La Révolution scientifique a mis fin à la conception aristotélicienne et thomiste de l'univers, mais a également soulevé de nouveaux problèmes philosophiques.

Les Nouveaux Problèmes Philosophiques

Le premier et le plus important fut le problème du scepticisme. Le scepticisme est la position qui considère qu'il n'y a pas de critère de certitude absolue. L'ancienne image de l'univers et de la science s'étant révélée fausse, quelle est la garantie que la nouvelle science est plus vraie qu'avant ? Au XVIe siècle, Pierre Charron et surtout Montaigne dans ses Essais ont soutenu l'impossibilité de trouver une connaissance absolument vraie : tout peut être remis en question et rien n'est tout à fait évident. Deux autres questions soulevées par la science moderne furent le problème de la méthode (comment assurer la sécurité des progrès de la science ?) et le problème du fondement des connaissances scientifiques (doivent-elles être fondées sur la raison ou sur l'expérience ?).

Le Rationalisme Cartésien

Les philosophes rationalistes, dirigés par Descartes, le fondateur de ce mouvement, vont tenter de trouver une méthode de recherche capable de découvrir de nouvelles vérités scientifiques en toute sécurité. Ils considéreront que la source de toute connaissance humaine est la raison, qui possède ce qu'ils appellent les idées innées. Ces idées sont connues par la raison seule, sont a priori et ne proviennent pas de l'expérience.

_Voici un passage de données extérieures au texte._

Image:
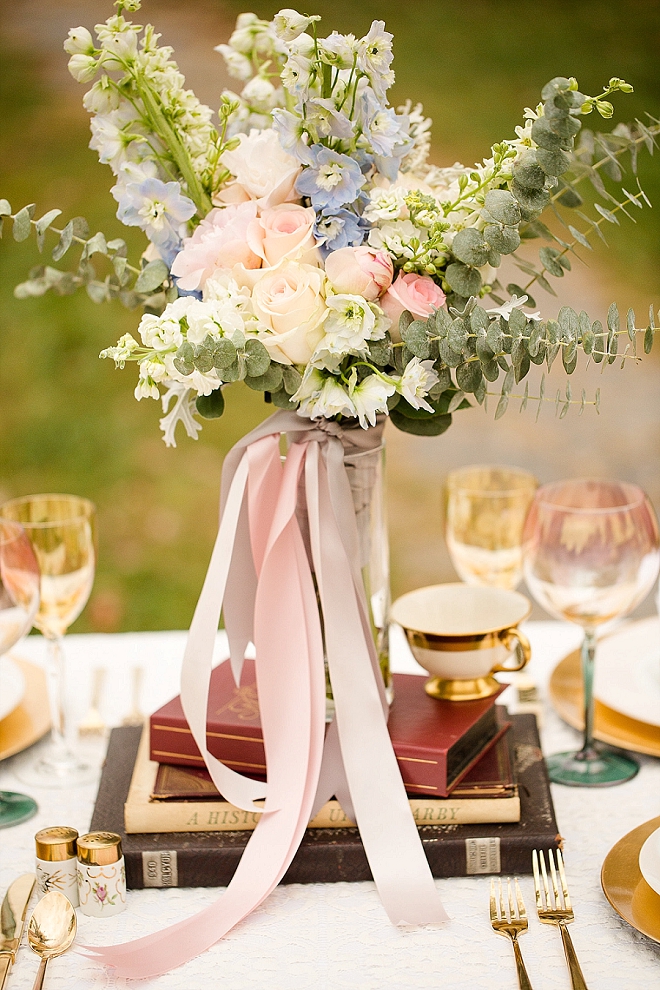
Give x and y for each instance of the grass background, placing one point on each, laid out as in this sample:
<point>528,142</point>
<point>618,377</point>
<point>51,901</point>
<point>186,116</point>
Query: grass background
<point>69,422</point>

Synthèse sur l'Idée de Dieu et la Raison

Descartes affirme que l'idée de Dieu, c'est-à-dire d'un être ou d'une substance infinie, n'est pas une idée adventice (car elle ne semble pas venir de l'expérience), ni une idée factice (car le sujet, fini et imparfait, est incapable de la créer). Par conséquent, il n'y a qu'une seule possibilité : c'est une idée innée qui a été mise dans la raison par Dieu lui-même, l'Infini, lors de la création du sujet. Descartes affirme que l'idée de l'Infini nous permet de reconnaître le créateur du sujet (Dieu), comme la marque imprimée sur un objet ou un dispositif nous permet de reconnaître son auteur. Le texte conclut en soulignant que Dieu, infiniment parfait, ne peut être trompeur et assure ainsi que nos connaissances mathématiques sur le monde extérieur sont valables et se rapportent à des objets réels (à condition d'utiliser correctement la méthode).